La durée de vie des batteries de voitures électriques pourrait doubler grâce à cette astuce inattendue
Personne n'aime voir la batterie de sa voiture électrique s'essouffler après quelques années. Des chercheurs de Cambridge pensent avoir trouvé le moyen de prolonger nettement sa durée de vie. Leur secret tient dans une pression appliquée de l'extérieur, sans toucher à la chimie de la cellule.
La voiture électrique repose entièrement sur la santé de sa batterie. Au fil des cycles de charge, cette dernière perd peu à peu en capacité, ce qui réduit l'autonomie et finit par coûter cher. Les fabricants cherchent depuis des années à ralentir ce vieillissement, souvent en modifiant la chimie interne des cellules. Récemment, BYD dévoilait une nouvelle batterie capable de dépasser les 1000 km d'autonomie. Mais les solutions les plus efficaces restent parfois les plus discrètes.

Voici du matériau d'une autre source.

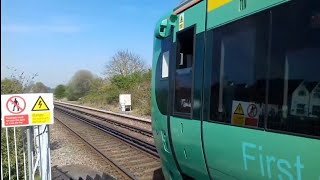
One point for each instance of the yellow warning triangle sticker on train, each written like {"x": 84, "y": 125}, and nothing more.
{"x": 181, "y": 19}
{"x": 40, "y": 105}
{"x": 239, "y": 110}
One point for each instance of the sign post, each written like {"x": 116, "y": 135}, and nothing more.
{"x": 32, "y": 110}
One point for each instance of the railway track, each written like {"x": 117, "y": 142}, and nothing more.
{"x": 134, "y": 157}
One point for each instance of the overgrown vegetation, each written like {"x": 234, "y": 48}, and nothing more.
{"x": 126, "y": 72}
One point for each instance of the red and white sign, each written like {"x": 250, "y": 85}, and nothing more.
{"x": 24, "y": 109}
{"x": 16, "y": 105}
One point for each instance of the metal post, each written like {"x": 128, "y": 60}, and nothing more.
{"x": 48, "y": 155}
{"x": 30, "y": 151}
{"x": 8, "y": 151}
{"x": 16, "y": 152}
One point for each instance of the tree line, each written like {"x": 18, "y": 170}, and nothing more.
{"x": 126, "y": 72}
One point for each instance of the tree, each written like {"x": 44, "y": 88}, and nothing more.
{"x": 39, "y": 87}
{"x": 11, "y": 86}
{"x": 79, "y": 85}
{"x": 60, "y": 91}
{"x": 124, "y": 63}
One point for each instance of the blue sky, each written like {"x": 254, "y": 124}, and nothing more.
{"x": 56, "y": 38}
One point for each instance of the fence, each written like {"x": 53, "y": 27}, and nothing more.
{"x": 25, "y": 153}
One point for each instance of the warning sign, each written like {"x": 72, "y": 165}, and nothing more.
{"x": 40, "y": 105}
{"x": 26, "y": 109}
{"x": 249, "y": 117}
{"x": 252, "y": 110}
{"x": 181, "y": 21}
{"x": 41, "y": 118}
{"x": 238, "y": 115}
{"x": 15, "y": 104}
{"x": 239, "y": 110}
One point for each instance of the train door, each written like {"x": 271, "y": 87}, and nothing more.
{"x": 186, "y": 92}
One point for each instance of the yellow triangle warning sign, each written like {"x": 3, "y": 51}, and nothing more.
{"x": 181, "y": 19}
{"x": 40, "y": 105}
{"x": 239, "y": 110}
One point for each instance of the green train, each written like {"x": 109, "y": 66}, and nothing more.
{"x": 236, "y": 90}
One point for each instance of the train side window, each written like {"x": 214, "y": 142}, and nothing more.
{"x": 238, "y": 85}
{"x": 294, "y": 78}
{"x": 183, "y": 72}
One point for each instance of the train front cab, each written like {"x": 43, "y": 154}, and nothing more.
{"x": 236, "y": 90}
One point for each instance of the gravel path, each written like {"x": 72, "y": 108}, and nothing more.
{"x": 71, "y": 155}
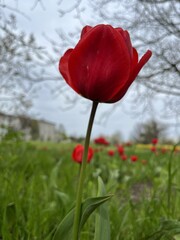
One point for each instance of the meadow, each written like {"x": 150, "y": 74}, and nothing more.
{"x": 38, "y": 187}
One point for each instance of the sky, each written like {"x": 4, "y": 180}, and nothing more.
{"x": 44, "y": 19}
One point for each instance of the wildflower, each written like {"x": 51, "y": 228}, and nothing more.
{"x": 103, "y": 64}
{"x": 101, "y": 141}
{"x": 134, "y": 158}
{"x": 111, "y": 152}
{"x": 77, "y": 153}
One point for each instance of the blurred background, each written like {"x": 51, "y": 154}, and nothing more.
{"x": 34, "y": 97}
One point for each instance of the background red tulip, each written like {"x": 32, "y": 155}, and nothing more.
{"x": 103, "y": 64}
{"x": 111, "y": 152}
{"x": 134, "y": 158}
{"x": 77, "y": 153}
{"x": 120, "y": 150}
{"x": 101, "y": 141}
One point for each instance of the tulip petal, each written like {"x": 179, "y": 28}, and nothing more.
{"x": 97, "y": 63}
{"x": 127, "y": 39}
{"x": 64, "y": 69}
{"x": 133, "y": 75}
{"x": 141, "y": 63}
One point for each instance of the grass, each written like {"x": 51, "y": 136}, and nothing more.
{"x": 38, "y": 187}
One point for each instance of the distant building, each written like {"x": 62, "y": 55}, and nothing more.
{"x": 32, "y": 128}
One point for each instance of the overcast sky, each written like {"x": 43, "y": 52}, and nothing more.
{"x": 45, "y": 19}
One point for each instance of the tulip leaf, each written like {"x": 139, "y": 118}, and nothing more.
{"x": 102, "y": 224}
{"x": 64, "y": 230}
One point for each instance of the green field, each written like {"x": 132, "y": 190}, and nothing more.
{"x": 38, "y": 186}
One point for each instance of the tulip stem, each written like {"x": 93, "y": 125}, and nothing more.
{"x": 76, "y": 232}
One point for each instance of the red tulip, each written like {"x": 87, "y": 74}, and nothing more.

Une équipe de l'Université de Cambridge s'est penchée sur un paramètre longtemps négligé, la pression exercée sur la cellule. Les batteries actuelles durent bien plus longtemps que prévu, et ces travaux pourraient encore repousser leurs limites. L'équipe a testé une chimie graphite-NMC811, la même que celle employée dans de nombreuses voitures électriques du marché. Son objectif était simple, comprendre comment une force venue de l'extérieur influence le vieillissement.
Une simple pression extérieure prolongerait fortement la longévité des cellules lithium-ion
L'astuce consiste à serrer la cellule lithium-ion avec une pression constante venue de l'extérieur. Selon une étude publiée dans Nature Energy, cette contrainte mécanique bien dosée peut doubler la durée de vie de la batterie. Les scientifiques de Cambridge ont identifié une valeur idéale, autour de 12,5 bars. En dessous, la cathode se fissure et se dégrade trop vite. Au-dessus, du lithium métallique se dépose sur l'anode et abîme la cellule. Ce point d'équilibre permet aux cellules de conserver leur capacité bien plus longtemps que la normale.
L'intérêt de cette découverte tient à sa simplicité. La méthode fonctionne sur des cellules du commerce, sans nouvelle chimie ni matériau rare, ce qui la rend potentiellement peu coûteuse à adopter. L'université a déposé un brevet pour protéger ce procédé. Les résultats proviennent toutefois du laboratoire, et leur transposition à un pack automobile complet reste à confirmer. Si l'industrie parvient à intégrer cette contrainte dans ses modules, les conducteurs pourraient alors garder leur voiture bien plus longtemps avant de craindre pour leur batterie.